Zoom in on Neil Patrick Harris wearing mad scientist garb (goggles, gloves, a lab coat) and working on his best evil genius laugh. He says it's coming along. I think I'm going to love this blog.
He's applying to be a member of the Evil League of Evil. So he has to up the ante on his memorable laugh. They have a very discerning board apparently. Tough standards and all. If you've got a terrible death whinny like Bad Horse, you can get in. Here's hoping we get to see Bad Horse. I'd let Doogie/Barney into any club that I ran. Wouldn't matter to me if he was up to snuff or not. This year he thinks may be his year. He's got a letter of condemnation from the deputy mayor. Nice! But "BTW" no response from the league yet.
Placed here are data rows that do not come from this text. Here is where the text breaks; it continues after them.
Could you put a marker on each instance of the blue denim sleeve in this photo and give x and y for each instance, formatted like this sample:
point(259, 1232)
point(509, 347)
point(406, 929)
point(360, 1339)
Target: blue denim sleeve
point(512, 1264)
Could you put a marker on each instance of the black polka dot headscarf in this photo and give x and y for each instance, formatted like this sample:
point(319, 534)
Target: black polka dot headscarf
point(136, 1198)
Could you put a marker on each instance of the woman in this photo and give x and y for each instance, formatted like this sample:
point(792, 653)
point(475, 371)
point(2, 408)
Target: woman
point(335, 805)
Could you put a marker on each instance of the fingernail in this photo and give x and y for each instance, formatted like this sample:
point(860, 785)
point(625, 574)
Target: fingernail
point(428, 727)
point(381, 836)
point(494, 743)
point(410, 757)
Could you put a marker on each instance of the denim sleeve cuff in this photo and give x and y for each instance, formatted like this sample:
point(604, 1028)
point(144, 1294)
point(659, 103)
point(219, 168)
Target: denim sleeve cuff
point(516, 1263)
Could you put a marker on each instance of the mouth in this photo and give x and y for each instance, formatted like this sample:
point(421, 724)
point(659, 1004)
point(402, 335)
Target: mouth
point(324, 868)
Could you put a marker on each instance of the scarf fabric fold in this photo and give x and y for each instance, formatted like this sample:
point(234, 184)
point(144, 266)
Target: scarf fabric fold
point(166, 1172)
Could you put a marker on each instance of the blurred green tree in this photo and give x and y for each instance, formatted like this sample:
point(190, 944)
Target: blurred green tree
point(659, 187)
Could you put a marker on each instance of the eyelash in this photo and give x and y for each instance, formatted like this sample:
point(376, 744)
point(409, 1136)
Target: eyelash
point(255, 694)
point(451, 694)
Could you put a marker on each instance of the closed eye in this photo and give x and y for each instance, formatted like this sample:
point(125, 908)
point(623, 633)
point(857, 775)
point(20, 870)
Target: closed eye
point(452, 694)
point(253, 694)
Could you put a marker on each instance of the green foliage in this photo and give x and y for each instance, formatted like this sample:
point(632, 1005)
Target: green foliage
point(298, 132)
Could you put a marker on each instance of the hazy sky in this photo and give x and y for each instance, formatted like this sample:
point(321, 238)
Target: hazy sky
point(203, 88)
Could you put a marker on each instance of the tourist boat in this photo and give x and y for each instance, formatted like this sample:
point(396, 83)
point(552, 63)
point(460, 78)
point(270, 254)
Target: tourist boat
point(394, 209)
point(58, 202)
Email time! 2sly4u, wants to know if Doc Horrible's transmitter ring is a miserable failure, because he hasn't seen any reports of stolen gold bars in the paper. Duh. Papers don't want to draw attention to robberies. But Dr. Horrible's got proof that he works and he'll show you... oh no, it is a big Ziploc bag of a mudlike substance (that smells like cumin). Apparently there was a whole lot of molecule shifting going on during the transmission event. Willy Wonka, he ain't. He defends his invention though. It is not about making money. It is about taking money. I'm beginning to wonder if this lab is really in his mom's basement. He's out to destroy the status quo. The world is a mess and he needs to rule it.
In other news, the freeze ray is almost up and running. It will stop time. "Tell your friends." Oh, I will.
Dr. Horrible's self-proclaimed nemesis Johnny Snow wants to know why the doc won't do battle with him. That's because Dr. Horrible has bigger fish to fry, in the form of his arch nemesis the one and only Captain Hammer (aka Corporate Tool). The massive tool apparently dislocated the good/bad doc's shoulder just a week ago. That's some evil doing right there. Besides Johnny Snow is just a "poser in a parka" who doesn't care about the children. Think about the children when you pick your battlegrounds, maybe then Dr. Horrible will show up for a fight. Maybe. Seems unlikely.
Long time watcher, first time writer DeadNotSleeping, wants to know who the "her" is that Dr. Horrible is always going on about. Who is he going to show? Does she even know that Doc Horrible exists? Inquiring minds want to know. But inquiring minds are just as happy that this leads to a song.
Dr. Horrible, out of his typical gear, is at the Laundromat staring at a pretty girl. He wants to talk to her, but everything comes out as a mumble. He's gonna use his freeze ray to find the time to find the words. Aw. What a cute little evildoer. Love that the blog cuts between the Laundromat and Dr. Horrible cleaning his clothes and him singing in his lab holding his giant freeze ray gun.